Premise: User reserved pages such as dashboards, profile settings etc. are only accessible to the “Logged In User” upon Log In (duh), and personal information such as “Logged in user > Full Name” or even “Logged in User > Stripe Account ID” etc. are dynamically rendered to reflect said user’s data.
If you copied, or one of these pages URL was saved in your browser’s history, you will be able to visit said page, even when no user is logged in.
Let me clarify that I have NOT encountered an instance where the information was accessible (though I did see some data flashing randomly from previous sessions…that might be the browser “remembering”, also input fields don’t always get reset…again, could be a browser thing) but you will effectively be able to go “inside” the app, even without being logged in. Probably won’t be able to do much (maybe), other than navigate the app internally, and your DB’s real data won’t be read or written (maybe).
I’ve had these same questions. I’m not sure how much of the data gets handled by the backend and how much happens in the front end. Your experience sort of confirms that the frontend has full access to the database which kind of confirms my curiosity here. Post
I wish they would clarify how some of this works because I really enjoy how intuitive Adalo is.
Hi,
I encountered the same but didn’t not test a new solution. What I thought was to add a new condition “User Logged in” = 1 that is set to 1 when user logins, when user logouts it is set to 0, this to ensure security using fields visibility. But still if it is a browser issue, I do not know if issue will continue. I will try to test today this behavior.
• These are two different users logged in at the same time, in 2 separate incognito windows, looking at their profile page.
• As you can see they have the same URL (assuming it’s the equivalent of “www.yoursite.com/profile” etc.?), so it would appear that there is no user-specific data in the URL i.e. “www.yoursite.com/profile/mickeymouse” - maybe that’s why we don’t have deep linking just yet?
POSSIBLE MAJOR ISSUE
• Pasted that link in Safari, Chrome, Brave and Firefox. I couldn’t always reproduce this, but though logged out, and visiting that URL for the very first time, I got “inside” the user’s profile, which would seem strange given there’s no indication of “uniqueness” in the URL…and could see all sorts of sensitive data.
• Most times I’d simply get inside that specific page (/profile or whatever) but see the empty state I designer with no data at all.
Hi,
I agree on with the deeplinking, I assume data is then generated according to the user logged via QUERY in, but URL is always the same.

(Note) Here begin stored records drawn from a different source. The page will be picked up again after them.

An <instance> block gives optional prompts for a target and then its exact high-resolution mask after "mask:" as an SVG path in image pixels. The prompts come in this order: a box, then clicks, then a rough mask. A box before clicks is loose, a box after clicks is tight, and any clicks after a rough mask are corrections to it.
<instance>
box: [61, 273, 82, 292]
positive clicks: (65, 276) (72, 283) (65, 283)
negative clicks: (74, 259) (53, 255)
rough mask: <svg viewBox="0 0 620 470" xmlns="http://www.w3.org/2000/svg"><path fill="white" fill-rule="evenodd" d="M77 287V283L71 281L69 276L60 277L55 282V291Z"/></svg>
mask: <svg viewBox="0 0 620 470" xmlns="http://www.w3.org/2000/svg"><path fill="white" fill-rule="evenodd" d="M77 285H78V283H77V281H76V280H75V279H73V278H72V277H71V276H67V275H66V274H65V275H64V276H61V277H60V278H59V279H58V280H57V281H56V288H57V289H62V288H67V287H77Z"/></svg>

For the one not related to URL
What I see related and potentially same issue is when I load a list from an external collection, by a millisecond seems to load all data and then only query regarding the parameters. So it seems to have a query running to load the external data and then it “pulls” our query in the list to filter data.
@damianoredemagni you’re right - in the webapps it is easy to get “inside” the app just by copying URL. There is no automated “user rights check”, unfortunately.

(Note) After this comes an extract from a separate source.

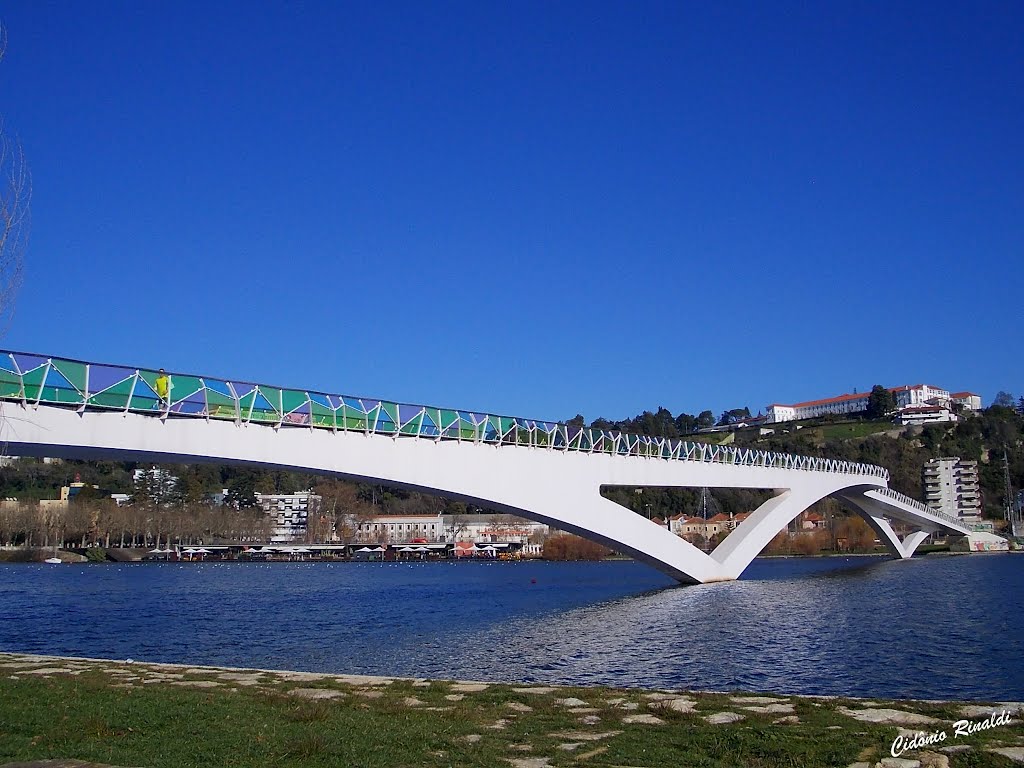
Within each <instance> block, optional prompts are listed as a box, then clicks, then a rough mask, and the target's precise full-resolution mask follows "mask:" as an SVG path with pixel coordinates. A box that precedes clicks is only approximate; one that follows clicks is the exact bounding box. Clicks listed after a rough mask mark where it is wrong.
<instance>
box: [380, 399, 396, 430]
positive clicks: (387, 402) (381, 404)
mask: <svg viewBox="0 0 1024 768" xmlns="http://www.w3.org/2000/svg"><path fill="white" fill-rule="evenodd" d="M380 408H381V411H383V412H384V414H387V417H386V418H387V419H390V420H391V421H393V422H394V423H395V424H397V423H398V407H397V406H396V404H394V403H393V402H382V403H381V404H380ZM384 414H381V417H380V418H379V419H378V420H377V427H378V429H379V428H380V427H381V425H382V420H384V419H385V416H384Z"/></svg>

As I understand, Adalo was built primarily for app creation. In this case, copying URL is not possible, and if one creates the screen flow correctly - admin and user parts of the app could be separated.
For the web-based apps, the only way I found to protect them from unauthorized access is to do it manually:
set a check for “logged-in user” when entering each screen, like @sebastas suggested. I do it by checking via “email is not empty”

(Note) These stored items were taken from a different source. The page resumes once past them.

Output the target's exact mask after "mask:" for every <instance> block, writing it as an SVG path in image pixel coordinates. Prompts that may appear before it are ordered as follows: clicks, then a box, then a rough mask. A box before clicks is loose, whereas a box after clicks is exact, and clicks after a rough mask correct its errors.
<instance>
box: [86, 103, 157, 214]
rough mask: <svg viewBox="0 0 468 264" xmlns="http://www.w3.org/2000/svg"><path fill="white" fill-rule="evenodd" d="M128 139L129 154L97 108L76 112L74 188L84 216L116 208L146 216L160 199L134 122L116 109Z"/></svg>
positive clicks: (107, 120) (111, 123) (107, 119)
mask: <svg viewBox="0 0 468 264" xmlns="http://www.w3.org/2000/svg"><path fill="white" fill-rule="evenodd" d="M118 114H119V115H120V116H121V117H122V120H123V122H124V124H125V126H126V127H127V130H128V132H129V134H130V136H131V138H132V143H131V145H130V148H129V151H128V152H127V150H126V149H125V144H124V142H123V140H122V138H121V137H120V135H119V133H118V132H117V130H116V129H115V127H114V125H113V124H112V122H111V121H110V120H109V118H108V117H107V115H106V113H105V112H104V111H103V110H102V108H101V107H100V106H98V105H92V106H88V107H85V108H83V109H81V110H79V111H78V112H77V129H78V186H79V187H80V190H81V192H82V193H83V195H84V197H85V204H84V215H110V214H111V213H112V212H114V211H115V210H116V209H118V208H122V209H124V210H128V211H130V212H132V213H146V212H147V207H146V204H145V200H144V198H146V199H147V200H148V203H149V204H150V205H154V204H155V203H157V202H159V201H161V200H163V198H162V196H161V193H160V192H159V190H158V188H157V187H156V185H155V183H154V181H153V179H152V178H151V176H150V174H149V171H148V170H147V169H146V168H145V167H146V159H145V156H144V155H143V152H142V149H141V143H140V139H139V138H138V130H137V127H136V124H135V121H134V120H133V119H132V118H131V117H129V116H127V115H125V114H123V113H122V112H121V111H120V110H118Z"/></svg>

set a check for “admin user = true” when entering each screen
in addition, hide sensitive content using visibility rules (this protects in some cases, when screen-enter actions are not executed when entering the screen via “back” button).
that’s odd too! i only had the previous session’s data (logged in as Mary) show in my current session (logged in as John) for a flash, but again, we’re not sure if it’s cached in the browser (if even possible) etc.
To add to the solutions posed here what I also tend to do is set up different user groups as true / false boolean properties in the user collection. (Such as “Free”, “Paid” etc)… that way I can filter secure pages by adding a check on that property.